Re: Ordered Partitioned Table Scans

From: David Rowley <david(dot)rowley(at)2ndquadrant(dot)com>
To: Tom Lane <tgl(at)sss(dot)pgh(dot)pa(dot)us>
Cc: Antonin Houska <ah(at)cybertec(dot)at>, Julien Rouhaud <rjuju123(at)gmail(dot)com>, Amit Langote <Langote_Amit_f8(at)lab(dot)ntt(dot)co(dot)jp>, PostgreSQL Hackers <pgsql-hackers(at)lists(dot)postgresql(dot)org>
Subject: Re: Ordered Partitioned Table Scans
Date: 2019-03-09 06:51:57
Message-ID: CAKJS1f_0cKpoPjdcNt5p_rj0QTtJEzYTdG8cLiP9WUYktTZhBQ@mail.gmail.com
Views: Raw Message | Whole Thread | Download mbox | Resend email
Thread:
Lists: pgsql-hackers

On Sat, 9 Mar 2019 at 09:14, Tom Lane <tgl(at)sss(dot)pgh(dot)pa(dot)us> wrote:
> I took a quick look through this and I'm not very happy with it.
> It seems to me that the premise ought to be "just use an Append
> if we can prove the output would be ordered anyway", but that's not
> what we actually have here: instead you're adding more infrastructure
> onto Append, which notably involves invasive changes to the API of
> create_append_path, which is the main reason why the patch keeps breaking.
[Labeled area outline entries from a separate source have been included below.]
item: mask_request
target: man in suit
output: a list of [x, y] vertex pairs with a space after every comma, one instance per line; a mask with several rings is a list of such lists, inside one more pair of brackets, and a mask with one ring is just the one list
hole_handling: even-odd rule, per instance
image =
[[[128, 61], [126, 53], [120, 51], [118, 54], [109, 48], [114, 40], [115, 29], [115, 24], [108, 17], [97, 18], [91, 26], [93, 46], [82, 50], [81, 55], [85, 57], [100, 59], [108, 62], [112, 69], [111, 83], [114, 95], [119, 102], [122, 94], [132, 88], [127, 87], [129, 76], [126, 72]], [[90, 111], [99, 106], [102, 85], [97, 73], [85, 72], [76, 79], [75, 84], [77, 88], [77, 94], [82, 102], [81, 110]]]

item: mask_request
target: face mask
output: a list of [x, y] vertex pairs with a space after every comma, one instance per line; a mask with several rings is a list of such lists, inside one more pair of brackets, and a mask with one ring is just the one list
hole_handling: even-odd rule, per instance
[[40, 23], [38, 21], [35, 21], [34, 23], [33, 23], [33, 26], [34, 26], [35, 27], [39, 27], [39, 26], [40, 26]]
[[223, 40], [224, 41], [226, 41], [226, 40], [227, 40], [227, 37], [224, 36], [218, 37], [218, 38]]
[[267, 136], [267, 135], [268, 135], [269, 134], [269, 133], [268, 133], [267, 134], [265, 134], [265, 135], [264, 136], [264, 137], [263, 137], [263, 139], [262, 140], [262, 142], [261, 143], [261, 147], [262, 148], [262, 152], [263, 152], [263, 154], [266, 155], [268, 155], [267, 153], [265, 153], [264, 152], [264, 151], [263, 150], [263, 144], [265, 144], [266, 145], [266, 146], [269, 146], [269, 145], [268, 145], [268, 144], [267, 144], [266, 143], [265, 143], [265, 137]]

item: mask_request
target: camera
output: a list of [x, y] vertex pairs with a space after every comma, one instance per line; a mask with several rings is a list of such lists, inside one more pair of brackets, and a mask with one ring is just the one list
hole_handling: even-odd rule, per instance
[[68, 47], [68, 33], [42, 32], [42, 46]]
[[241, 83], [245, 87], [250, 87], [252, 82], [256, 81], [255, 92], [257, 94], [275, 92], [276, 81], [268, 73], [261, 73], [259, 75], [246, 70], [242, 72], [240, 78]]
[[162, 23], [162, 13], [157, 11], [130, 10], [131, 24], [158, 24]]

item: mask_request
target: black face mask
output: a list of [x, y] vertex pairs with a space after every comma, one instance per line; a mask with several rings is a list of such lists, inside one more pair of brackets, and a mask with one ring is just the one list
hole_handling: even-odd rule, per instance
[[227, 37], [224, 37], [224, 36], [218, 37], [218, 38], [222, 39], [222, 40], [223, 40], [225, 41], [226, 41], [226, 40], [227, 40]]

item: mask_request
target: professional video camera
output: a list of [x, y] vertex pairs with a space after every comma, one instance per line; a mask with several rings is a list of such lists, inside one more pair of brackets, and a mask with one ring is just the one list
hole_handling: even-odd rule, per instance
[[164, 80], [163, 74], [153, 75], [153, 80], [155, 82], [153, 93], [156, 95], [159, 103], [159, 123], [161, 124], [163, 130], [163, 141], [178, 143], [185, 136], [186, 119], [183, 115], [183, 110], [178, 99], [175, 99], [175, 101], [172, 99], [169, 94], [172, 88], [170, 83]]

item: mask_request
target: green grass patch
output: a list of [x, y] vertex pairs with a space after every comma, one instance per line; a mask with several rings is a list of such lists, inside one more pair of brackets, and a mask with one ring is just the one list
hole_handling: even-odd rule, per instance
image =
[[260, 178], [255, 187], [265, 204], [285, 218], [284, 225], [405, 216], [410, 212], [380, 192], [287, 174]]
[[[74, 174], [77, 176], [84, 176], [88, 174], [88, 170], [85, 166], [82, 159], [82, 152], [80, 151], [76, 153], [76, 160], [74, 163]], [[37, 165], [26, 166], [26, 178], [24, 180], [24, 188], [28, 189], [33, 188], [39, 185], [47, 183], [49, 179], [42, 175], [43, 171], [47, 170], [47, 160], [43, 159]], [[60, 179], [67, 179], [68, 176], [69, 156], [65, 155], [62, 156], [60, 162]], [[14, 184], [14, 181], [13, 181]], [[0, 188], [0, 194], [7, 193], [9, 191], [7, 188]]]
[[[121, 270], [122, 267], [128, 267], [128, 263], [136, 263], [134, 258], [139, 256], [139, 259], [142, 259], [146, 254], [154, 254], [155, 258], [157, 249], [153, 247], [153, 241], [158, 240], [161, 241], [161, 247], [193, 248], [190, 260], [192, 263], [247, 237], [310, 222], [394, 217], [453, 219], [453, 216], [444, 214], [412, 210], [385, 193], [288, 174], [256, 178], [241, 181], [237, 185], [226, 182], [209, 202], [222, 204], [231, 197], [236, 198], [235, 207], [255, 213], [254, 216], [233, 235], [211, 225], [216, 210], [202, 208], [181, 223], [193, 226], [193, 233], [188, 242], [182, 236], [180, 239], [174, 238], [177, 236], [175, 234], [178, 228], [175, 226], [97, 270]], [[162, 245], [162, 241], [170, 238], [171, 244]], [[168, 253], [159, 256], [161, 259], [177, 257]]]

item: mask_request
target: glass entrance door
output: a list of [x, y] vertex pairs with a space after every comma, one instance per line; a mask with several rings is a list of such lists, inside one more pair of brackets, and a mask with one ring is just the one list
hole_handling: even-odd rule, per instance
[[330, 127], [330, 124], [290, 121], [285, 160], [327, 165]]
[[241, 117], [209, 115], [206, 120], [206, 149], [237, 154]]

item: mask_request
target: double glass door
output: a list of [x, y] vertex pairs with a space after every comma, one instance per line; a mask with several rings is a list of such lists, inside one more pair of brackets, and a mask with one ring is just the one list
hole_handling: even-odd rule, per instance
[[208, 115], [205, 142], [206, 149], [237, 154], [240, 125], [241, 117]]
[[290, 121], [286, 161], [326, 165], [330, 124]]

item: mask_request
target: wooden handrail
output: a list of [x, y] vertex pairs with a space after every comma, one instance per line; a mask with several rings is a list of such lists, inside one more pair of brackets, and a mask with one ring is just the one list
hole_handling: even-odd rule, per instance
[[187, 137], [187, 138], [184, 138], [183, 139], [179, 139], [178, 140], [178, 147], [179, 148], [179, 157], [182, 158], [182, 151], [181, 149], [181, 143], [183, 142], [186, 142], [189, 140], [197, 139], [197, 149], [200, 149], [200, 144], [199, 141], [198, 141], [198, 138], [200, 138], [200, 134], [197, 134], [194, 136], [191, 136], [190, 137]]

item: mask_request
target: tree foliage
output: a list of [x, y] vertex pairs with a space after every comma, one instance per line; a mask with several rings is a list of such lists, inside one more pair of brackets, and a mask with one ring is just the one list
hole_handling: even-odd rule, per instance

Can you suggest how else we could teach higher paths that an Append is
ordered by some path keys without giving the append some pathkeys?
That's what pathkeys are for, so I struggle to imagine how else this
could work. If we don't do this, then how is a MergeJoin going to
know it does not need to sort before joining?

As for the "the patch keeps breaking"... those are just conflicts
with other changes that have been made in master. That seems fairly
normal to me.

> (It's broken again as of HEAD, though the cfbot doesn't seem to have
> noticed yet.)

I think it's not been updating itself for a few days.

> Likewise there's a bunch of added complication in
> cost_append, create_append_plan, etc. I think you should remove all that
> and restrict this optimization to the case where all the subpaths are
> natively ordered --- if we have to insert Sorts, it's hardly going to move
> the needle to worry about simplifying the parent MergeAppend to Append.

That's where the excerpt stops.